Yeah. Near the end, of course, the plane crash uncorked some pretty deadly stuff. It was a deadly assault on his sobriety and his capacity to have a handle on it. And he fought that alone. He was expressive once in a while about it, but the trauma from the plane crash and the survivor’s guilt was eating away at him. Then he had to get back to work as an artist so quickly, flying five to 10 times a week. Every time he took off, he felt like he was going to die. Somewhere in his cells, that’s what it felt like. And so to neutralize the force of that he started to take Xanax for his anxiety, and a lot of addiction counselors say Xanax is the devil for addicts. It gets your guard down and makes you not care. That’s what happened to AM.

Throughout the movie, you seem to use AM’s professional story as a revealing example of how much popularity electronic music culture gained during those years.
From an anthropological perspective, yeah, AM’s career hits on some pretty strong milestones in the music world. From him playing in a basement to him making Vegas the epicenter of EDM. He blazed a lot of trails for DJs and club culture in general.

Now that social media has propelled so many people into wanting to seem alternative or weird to stand out, do you think EDM and rave culture are still special experiences?
When you go back to the early and late 1990s, the events still had that sort of subversive quality. When you’re into something nascent, and the energy is a little illicit, it’s revolutionary. It’s subversive when you’re pushing against the current trends or media appetites and carving your own niches. Once a lot of stuff becomes formalized and popular, that sort of revolutionary spirit is the thing that probably dissipates first. Now, because of social media, what’s special about a certain aesthetic or taste group now gets quickly assimilated by the mainstream. Being tuned in isn’t as much of a privilege anymore because now ordinary dudes and girls see how the cool kids dress on social media and then adapt right away, whether that’s within dance culture or beyond.

DJ AM. Image by Misha Vladimirskiy

Do you think raves are still all about PLUR (peace, love, unity, respect)?
The good thing is, events like raves bond people. It’s enormous that at these events, people see people they’re not like-minded with and just being there together becomes the overlap, the connection point. People getting together is the greatest virtue of live music events. You know, it’s church. For many people, it’s a rite of passage. It’s a religious experience in terms of being able to connect with an open heart and a nonjudgmental attitude, to come as you are and not judge yourself or others.

What’s it like filming such big events?
It’s all about trying to convey the totality of the experience — setting it within a bigger context but also getting into the details of what that experience is. The collective geometry of the story — people moving en masse to this sort of oasis in the desert or within a city somewhere — is really interesting to me. Big, live events are always loaded experiences.
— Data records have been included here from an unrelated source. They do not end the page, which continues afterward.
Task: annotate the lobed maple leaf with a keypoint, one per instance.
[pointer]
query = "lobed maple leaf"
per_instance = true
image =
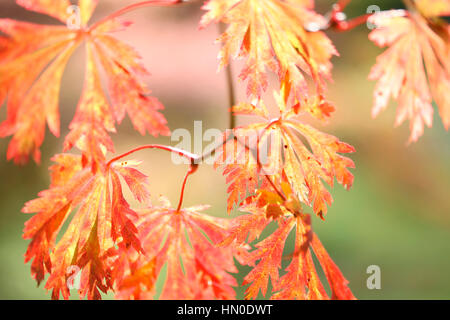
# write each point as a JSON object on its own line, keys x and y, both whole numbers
{"x": 305, "y": 166}
{"x": 184, "y": 241}
{"x": 271, "y": 34}
{"x": 103, "y": 220}
{"x": 32, "y": 61}
{"x": 415, "y": 69}
{"x": 301, "y": 280}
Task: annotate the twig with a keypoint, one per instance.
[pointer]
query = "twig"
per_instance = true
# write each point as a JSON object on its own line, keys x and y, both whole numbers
{"x": 230, "y": 85}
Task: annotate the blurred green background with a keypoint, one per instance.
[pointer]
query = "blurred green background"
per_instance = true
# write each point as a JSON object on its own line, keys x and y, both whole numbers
{"x": 396, "y": 216}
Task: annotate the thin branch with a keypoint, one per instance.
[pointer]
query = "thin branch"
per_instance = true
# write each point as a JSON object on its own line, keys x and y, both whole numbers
{"x": 230, "y": 85}
{"x": 191, "y": 170}
{"x": 192, "y": 157}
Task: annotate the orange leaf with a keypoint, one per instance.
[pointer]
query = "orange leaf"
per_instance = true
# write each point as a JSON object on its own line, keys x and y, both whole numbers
{"x": 271, "y": 34}
{"x": 414, "y": 69}
{"x": 103, "y": 220}
{"x": 196, "y": 268}
{"x": 32, "y": 61}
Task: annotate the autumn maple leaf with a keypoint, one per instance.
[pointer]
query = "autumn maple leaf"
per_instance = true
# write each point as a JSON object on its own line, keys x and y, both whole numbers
{"x": 415, "y": 69}
{"x": 103, "y": 221}
{"x": 32, "y": 61}
{"x": 305, "y": 166}
{"x": 185, "y": 241}
{"x": 271, "y": 34}
{"x": 301, "y": 280}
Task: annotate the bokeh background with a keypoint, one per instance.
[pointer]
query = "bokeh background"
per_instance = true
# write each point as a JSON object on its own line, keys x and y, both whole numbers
{"x": 396, "y": 216}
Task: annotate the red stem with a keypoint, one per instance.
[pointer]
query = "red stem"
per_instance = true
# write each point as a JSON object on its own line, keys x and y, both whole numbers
{"x": 135, "y": 6}
{"x": 186, "y": 154}
{"x": 347, "y": 25}
{"x": 191, "y": 170}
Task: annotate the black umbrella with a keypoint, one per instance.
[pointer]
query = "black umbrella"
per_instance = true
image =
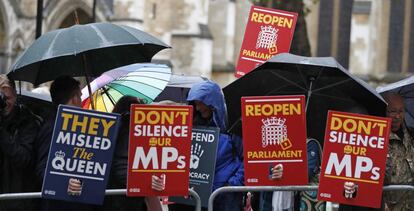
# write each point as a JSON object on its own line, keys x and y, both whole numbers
{"x": 84, "y": 50}
{"x": 324, "y": 82}
{"x": 178, "y": 87}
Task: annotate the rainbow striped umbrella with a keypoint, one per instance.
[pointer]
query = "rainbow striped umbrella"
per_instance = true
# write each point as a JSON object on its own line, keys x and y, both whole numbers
{"x": 143, "y": 80}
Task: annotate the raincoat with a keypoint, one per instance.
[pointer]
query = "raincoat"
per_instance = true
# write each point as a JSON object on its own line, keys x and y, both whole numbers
{"x": 229, "y": 161}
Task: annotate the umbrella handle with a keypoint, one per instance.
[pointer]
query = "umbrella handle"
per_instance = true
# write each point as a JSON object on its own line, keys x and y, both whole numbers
{"x": 88, "y": 81}
{"x": 311, "y": 80}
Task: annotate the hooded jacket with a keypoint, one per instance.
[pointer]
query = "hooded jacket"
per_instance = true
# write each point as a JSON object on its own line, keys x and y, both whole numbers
{"x": 229, "y": 162}
{"x": 17, "y": 137}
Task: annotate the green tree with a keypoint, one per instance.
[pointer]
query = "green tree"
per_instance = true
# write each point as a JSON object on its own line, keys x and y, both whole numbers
{"x": 300, "y": 44}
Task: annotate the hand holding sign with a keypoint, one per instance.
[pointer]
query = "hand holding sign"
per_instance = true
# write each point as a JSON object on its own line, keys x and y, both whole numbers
{"x": 277, "y": 171}
{"x": 158, "y": 183}
{"x": 350, "y": 190}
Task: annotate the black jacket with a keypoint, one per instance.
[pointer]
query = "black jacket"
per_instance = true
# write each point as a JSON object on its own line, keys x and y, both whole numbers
{"x": 17, "y": 137}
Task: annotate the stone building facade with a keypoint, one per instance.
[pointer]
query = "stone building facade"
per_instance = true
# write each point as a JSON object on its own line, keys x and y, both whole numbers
{"x": 371, "y": 38}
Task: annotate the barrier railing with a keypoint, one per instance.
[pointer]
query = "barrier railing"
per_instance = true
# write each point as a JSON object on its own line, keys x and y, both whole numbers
{"x": 110, "y": 192}
{"x": 283, "y": 188}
When people go, even if it’s as a DJ or band, it’s a destination and a high point. And as a director and producer of the crews, I have like 60 cameras shooting for me. I don’t have to be in one spot the whole time. As a filmmaker, it’s a military operation in terms of the strategizing and coordination. It’s really fun.

Why do you think some musicians are better suited to flourish in the public eye than others?
I think that the struggle to succeed often strips you of the instinct and the ability to just experiment and try things. The people I’ve worked with that have impressed me are people like David Bowie and the Red Hot Chili Peppers, who didn’t lose their playful nature. These are the people who are totally confident that they’ll be all right if they make a mistake or if a certain project fails. The greatest value is having the balls to try things because you aren’t afraid of not succeeding. The most important part of handling fame is maintaining that discipline.

Tierney Finster is a writer-actress-model-activist from the San Fernando Valley.